À en croire THEOPHILE NYAKARALE, responsable de cette structure citoyenne, plus de 200 écoles, des hôpitaux et centres de santé fonctionnent sans accès à l’eau potable, une situation qui met en danger des vies humaines.
Pour lui, malgré que le territoire de Kalehe soit doté d’importantes ressources hydriques naturelles, la population est contrainte de consommer une eau insalubre, avec de lourdes conséquences sanitaires, notamment les maladies d’origine hydrique.
À ceci s’ajoute la médiocrité de la qualité des soins, ce qui expose les patients à des risques accrus d’infections et à l’augmentation du taux de mortalité dans des structures sanitaires.
Notre source ajoute qu’au quotidien, les femmes et enfants parcourent plusieurs kilomètres pour s’approvisionner en eau, dans un contexte d’insécurité persistante, une situation qui accentue leur vulnérabilité aux violences basées sur le genre et aux violations des droits humains.

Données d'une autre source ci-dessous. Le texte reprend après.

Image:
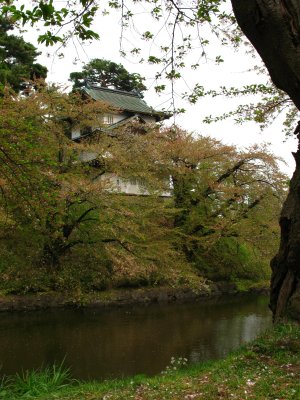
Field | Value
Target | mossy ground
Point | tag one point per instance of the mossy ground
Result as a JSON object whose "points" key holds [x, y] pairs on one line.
{"points": [[266, 369]]}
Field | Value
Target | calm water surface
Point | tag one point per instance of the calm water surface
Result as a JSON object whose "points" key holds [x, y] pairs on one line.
{"points": [[100, 344]]}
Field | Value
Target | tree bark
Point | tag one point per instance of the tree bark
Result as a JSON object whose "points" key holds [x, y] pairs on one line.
{"points": [[273, 28]]}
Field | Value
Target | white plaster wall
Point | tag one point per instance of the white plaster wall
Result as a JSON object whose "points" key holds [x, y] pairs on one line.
{"points": [[116, 184]]}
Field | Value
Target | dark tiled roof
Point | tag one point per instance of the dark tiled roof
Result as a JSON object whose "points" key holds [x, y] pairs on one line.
{"points": [[126, 101]]}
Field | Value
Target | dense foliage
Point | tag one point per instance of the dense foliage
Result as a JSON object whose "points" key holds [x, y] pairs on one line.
{"points": [[64, 225]]}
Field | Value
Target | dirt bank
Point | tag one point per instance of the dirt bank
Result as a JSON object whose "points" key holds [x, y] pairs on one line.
{"points": [[116, 298]]}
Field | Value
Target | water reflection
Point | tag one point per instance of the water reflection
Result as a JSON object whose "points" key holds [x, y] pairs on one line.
{"points": [[113, 343]]}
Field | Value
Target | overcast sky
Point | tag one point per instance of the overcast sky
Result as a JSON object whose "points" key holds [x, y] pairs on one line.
{"points": [[233, 72]]}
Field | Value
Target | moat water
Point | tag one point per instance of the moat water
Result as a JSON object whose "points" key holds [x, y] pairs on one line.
{"points": [[99, 344]]}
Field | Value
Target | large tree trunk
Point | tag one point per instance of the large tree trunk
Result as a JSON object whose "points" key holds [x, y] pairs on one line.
{"points": [[273, 27]]}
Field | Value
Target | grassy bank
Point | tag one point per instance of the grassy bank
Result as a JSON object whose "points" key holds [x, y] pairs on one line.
{"points": [[268, 368]]}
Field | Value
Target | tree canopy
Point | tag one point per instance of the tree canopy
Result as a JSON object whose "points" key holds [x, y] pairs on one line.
{"points": [[274, 31]]}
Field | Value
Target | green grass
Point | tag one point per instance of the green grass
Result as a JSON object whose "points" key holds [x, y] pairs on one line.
{"points": [[36, 383], [266, 369]]}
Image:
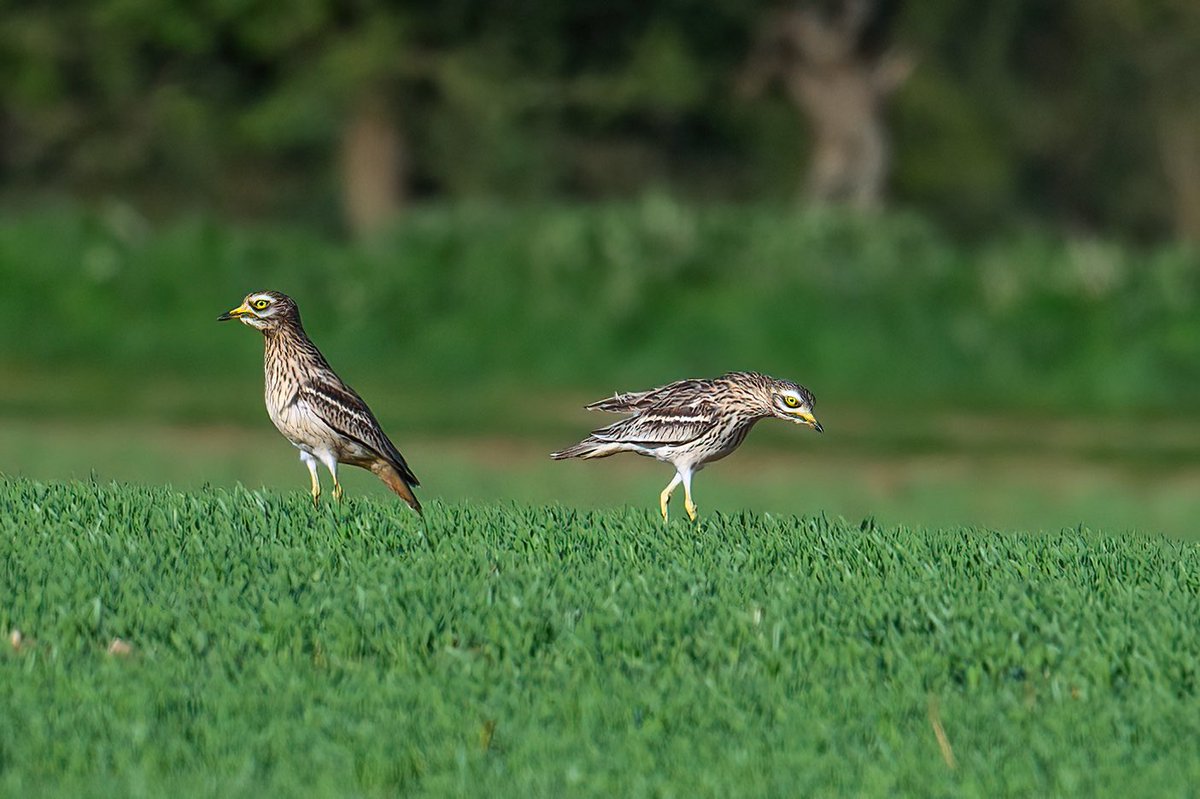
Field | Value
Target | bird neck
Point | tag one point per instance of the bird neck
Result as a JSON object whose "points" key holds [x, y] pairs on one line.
{"points": [[292, 343]]}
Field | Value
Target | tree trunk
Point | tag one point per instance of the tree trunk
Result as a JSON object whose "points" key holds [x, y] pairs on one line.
{"points": [[372, 167], [1179, 144], [840, 88]]}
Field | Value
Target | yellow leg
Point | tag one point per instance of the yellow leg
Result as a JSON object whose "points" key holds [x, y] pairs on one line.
{"points": [[665, 497], [311, 464], [688, 505]]}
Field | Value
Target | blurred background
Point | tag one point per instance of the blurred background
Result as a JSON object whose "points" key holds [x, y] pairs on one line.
{"points": [[970, 229]]}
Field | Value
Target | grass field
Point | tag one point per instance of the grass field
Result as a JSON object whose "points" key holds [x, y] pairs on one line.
{"points": [[471, 301], [516, 650]]}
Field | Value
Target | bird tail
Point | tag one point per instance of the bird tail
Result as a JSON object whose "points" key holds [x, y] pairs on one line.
{"points": [[395, 480], [589, 448]]}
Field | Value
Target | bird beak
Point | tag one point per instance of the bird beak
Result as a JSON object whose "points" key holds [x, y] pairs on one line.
{"points": [[810, 420], [240, 311]]}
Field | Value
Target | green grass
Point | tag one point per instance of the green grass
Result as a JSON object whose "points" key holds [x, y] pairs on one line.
{"points": [[517, 650], [472, 302]]}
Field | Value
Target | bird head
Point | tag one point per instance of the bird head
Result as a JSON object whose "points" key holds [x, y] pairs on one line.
{"points": [[792, 402], [264, 311]]}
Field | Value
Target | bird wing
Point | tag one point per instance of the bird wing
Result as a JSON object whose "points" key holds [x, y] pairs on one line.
{"points": [[345, 412], [661, 426], [673, 395]]}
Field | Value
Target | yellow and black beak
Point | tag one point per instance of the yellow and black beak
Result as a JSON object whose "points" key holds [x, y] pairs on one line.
{"points": [[810, 420], [240, 311]]}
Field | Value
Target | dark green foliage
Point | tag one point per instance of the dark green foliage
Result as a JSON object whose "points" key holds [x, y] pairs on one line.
{"points": [[879, 312], [1080, 110], [540, 652]]}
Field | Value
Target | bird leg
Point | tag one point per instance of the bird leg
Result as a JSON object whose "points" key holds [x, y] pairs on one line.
{"points": [[311, 462], [665, 497], [330, 462], [688, 505]]}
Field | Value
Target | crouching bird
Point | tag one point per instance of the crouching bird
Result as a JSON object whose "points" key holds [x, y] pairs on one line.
{"points": [[690, 424], [323, 418]]}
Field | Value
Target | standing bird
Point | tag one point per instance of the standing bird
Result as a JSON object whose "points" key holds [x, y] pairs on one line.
{"points": [[690, 424], [323, 418]]}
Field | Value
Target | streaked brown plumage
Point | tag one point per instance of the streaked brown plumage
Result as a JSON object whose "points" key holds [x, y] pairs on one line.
{"points": [[690, 424], [325, 419]]}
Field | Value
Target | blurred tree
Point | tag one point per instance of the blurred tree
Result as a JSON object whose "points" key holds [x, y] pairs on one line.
{"points": [[1080, 112], [1144, 59], [831, 60]]}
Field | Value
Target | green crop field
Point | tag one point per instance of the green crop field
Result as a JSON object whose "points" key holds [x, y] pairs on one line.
{"points": [[498, 649]]}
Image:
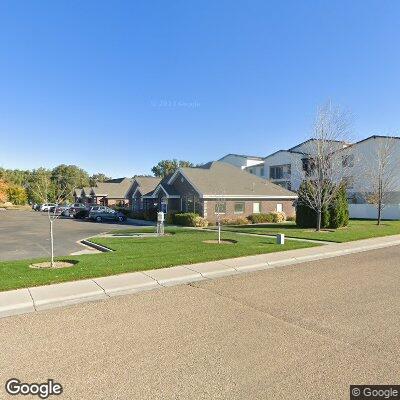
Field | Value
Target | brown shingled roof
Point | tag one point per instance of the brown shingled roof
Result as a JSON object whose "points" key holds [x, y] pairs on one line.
{"points": [[219, 178]]}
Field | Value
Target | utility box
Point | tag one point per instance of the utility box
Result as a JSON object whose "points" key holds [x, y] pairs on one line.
{"points": [[160, 216], [280, 238]]}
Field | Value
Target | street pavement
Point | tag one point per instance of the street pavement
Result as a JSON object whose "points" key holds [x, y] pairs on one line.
{"points": [[25, 234], [304, 331]]}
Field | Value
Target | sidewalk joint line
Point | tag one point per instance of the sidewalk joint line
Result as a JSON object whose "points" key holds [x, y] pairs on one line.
{"points": [[33, 301]]}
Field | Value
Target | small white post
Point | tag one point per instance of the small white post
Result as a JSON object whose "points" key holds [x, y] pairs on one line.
{"points": [[280, 238]]}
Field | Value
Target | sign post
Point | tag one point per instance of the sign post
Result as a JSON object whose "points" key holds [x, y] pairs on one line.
{"points": [[160, 223]]}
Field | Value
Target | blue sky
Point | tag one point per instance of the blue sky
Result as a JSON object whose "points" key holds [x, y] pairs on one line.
{"points": [[117, 86]]}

Celui-ci plaide pour la mise en place d’un système moderne d’adduction d’eau potable, capable de desservir durablement les ménages, les établissements scolaires et les structures sanitaires.
Notre source recommande par ailleurs, à court terme, des mesures transitoires telles que la chloration, la filtration domestique et la sensibilisation communautaire afin de réduire les risques sanitaires liés à la consommation d’eau contaminée.